Selon l’étude d’opinion, 43 % des Américains désapprouvent les frappes militaires américaines contre l’Iran, tandis que 27 % les approuvent. Trois personnes sur dix ne peuvent se prononcer. Comme de coutume, les résultats reflètent la polarisation électorale américaine : 55% des républicains s’exprimant en faveur de l’attaque, contre à peine 7% des démocrates.
Le sondage Ipsos se fonde sur un échantillon de 1282 personnes, avec une marge d’erreur de 2,8%. Dans le détail, 74% des sondés démocrates se disent opposés aux frappes américaines, contre seulement 13% des républicains. Le parti à l’éléphant cumule les indécis : près d’un sympathisant sur 3 (31%), alors que 19% des démocrates ne savent se prononcer. De leur côté, les indépendants s’expriment défavorablement à 44%, même si l’incertitude culmine à 35%.
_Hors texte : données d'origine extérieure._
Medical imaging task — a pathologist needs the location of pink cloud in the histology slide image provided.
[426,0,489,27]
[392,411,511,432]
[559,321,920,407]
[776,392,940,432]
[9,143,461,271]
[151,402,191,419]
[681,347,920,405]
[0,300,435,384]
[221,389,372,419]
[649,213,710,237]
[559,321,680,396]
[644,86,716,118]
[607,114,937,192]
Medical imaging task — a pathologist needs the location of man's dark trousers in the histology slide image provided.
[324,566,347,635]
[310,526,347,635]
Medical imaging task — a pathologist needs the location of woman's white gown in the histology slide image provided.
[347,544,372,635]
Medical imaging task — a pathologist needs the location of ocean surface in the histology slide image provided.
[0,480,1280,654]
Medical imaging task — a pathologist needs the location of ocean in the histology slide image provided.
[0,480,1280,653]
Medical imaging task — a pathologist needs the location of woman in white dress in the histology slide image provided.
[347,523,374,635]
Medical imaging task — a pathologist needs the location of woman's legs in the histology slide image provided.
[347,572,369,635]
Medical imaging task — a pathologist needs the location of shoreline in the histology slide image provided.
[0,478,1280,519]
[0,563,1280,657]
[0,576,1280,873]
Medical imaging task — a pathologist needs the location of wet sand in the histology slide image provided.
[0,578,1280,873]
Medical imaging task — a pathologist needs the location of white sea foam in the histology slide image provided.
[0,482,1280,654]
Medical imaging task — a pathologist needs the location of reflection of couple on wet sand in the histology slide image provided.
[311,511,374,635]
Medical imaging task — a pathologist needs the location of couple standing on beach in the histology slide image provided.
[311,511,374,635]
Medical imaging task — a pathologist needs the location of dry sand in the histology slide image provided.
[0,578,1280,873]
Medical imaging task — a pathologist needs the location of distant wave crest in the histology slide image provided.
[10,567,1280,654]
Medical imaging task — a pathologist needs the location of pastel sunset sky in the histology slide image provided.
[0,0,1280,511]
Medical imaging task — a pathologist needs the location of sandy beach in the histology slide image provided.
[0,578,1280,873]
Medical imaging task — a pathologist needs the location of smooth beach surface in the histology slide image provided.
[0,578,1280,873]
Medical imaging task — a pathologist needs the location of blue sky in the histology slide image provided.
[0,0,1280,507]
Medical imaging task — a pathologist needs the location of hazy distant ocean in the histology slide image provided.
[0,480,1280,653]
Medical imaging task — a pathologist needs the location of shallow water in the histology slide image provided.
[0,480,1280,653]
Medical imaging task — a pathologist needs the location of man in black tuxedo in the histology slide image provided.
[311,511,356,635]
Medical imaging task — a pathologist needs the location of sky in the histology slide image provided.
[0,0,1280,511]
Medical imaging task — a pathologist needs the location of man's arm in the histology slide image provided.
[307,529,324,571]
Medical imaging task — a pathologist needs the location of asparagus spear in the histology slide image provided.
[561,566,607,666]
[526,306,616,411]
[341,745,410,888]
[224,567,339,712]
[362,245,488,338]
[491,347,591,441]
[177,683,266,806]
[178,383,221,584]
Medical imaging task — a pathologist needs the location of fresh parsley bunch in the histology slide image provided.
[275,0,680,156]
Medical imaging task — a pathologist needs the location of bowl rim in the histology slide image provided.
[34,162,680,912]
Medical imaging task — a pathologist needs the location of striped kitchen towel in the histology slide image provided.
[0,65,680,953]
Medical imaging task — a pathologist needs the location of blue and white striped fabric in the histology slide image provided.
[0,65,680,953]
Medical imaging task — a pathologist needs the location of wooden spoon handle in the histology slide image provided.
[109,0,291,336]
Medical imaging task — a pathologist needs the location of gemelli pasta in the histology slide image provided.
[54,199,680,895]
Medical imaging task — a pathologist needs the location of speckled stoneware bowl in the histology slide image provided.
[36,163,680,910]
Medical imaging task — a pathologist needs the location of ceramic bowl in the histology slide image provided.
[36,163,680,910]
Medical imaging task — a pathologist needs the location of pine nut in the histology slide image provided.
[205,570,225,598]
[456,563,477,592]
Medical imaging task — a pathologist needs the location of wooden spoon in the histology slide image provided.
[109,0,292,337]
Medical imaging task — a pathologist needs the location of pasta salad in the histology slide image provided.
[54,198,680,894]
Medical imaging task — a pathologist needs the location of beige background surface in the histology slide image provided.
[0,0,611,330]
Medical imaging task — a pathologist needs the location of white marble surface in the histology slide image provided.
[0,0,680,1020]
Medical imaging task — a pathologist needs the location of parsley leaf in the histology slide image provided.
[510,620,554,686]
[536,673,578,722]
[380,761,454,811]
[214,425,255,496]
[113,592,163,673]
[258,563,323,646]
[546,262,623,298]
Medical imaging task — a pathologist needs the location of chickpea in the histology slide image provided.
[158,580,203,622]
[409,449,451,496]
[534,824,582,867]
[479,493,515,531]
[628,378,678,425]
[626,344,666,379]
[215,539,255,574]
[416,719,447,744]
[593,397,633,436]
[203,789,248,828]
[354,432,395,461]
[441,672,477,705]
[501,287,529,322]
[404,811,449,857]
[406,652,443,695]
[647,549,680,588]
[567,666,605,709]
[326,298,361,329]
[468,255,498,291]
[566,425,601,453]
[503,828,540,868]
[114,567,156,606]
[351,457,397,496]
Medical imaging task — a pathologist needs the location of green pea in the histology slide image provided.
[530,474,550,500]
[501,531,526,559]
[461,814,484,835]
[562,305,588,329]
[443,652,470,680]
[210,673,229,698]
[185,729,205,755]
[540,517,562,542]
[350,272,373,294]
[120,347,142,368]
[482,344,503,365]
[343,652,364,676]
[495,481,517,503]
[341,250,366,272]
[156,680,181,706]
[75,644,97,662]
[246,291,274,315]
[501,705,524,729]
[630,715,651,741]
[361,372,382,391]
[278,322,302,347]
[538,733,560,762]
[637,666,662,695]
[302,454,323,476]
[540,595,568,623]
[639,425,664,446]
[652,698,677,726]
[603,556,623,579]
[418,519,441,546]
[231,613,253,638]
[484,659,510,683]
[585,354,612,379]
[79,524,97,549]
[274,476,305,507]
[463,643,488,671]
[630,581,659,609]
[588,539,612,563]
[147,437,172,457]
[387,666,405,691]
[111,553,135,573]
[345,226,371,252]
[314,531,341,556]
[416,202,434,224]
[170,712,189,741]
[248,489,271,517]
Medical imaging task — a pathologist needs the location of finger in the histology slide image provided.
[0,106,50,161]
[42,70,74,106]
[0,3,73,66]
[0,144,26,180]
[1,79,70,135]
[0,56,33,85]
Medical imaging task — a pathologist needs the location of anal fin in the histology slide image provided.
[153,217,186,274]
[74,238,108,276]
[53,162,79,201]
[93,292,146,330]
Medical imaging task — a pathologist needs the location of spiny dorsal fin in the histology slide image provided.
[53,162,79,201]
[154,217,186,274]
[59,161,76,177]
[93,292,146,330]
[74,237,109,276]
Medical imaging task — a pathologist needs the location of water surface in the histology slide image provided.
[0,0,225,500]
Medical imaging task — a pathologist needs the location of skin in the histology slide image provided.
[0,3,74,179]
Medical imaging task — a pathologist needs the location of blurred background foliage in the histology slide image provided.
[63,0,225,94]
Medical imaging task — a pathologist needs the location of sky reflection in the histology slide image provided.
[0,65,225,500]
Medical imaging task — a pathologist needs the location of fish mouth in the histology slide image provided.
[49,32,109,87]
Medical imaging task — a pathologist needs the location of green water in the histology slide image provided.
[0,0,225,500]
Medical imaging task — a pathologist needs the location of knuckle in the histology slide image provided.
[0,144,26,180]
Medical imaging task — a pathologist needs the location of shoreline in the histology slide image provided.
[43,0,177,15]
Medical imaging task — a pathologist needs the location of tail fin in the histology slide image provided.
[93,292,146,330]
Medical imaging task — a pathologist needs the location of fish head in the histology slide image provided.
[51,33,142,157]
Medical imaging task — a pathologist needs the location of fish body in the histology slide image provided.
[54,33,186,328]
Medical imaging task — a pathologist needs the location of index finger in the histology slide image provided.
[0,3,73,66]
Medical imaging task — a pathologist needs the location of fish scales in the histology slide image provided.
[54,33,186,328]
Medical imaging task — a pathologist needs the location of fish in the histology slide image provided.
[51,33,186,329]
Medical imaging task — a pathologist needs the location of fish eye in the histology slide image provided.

Les résultats, notent Ipsos et Reuters, montrent toutefois que l’opinion publique pourrait évoluer selon l’issue du conflit. Près de la moitié des personnes interrogées (47% et 48%) déclarent qu’elles seraient plus enclines à soutenir la poursuite de l’action militaire si celle-ci conduisait à la mise en place d’un gouvernement iranien favorable aux États-Unis ou à la fin du programme nucléaire iranien.
A contrario, 54 % des sondés déclarent qu’ils seraient moins enclins à soutenir l’action américaine si elle entraînait la mort de ses ressortissants. De plus, près d’une personne sur deux indique être plus susceptible de s’opposer à la poursuite des opérations si elles propageaient le conflit à plusieurs belligérants au Moyen-Orient. Enfin 45% des Américains seraient moins susceptibles d’approuver un conflit causant une inflation sur le prix et de l’essence et du gaz.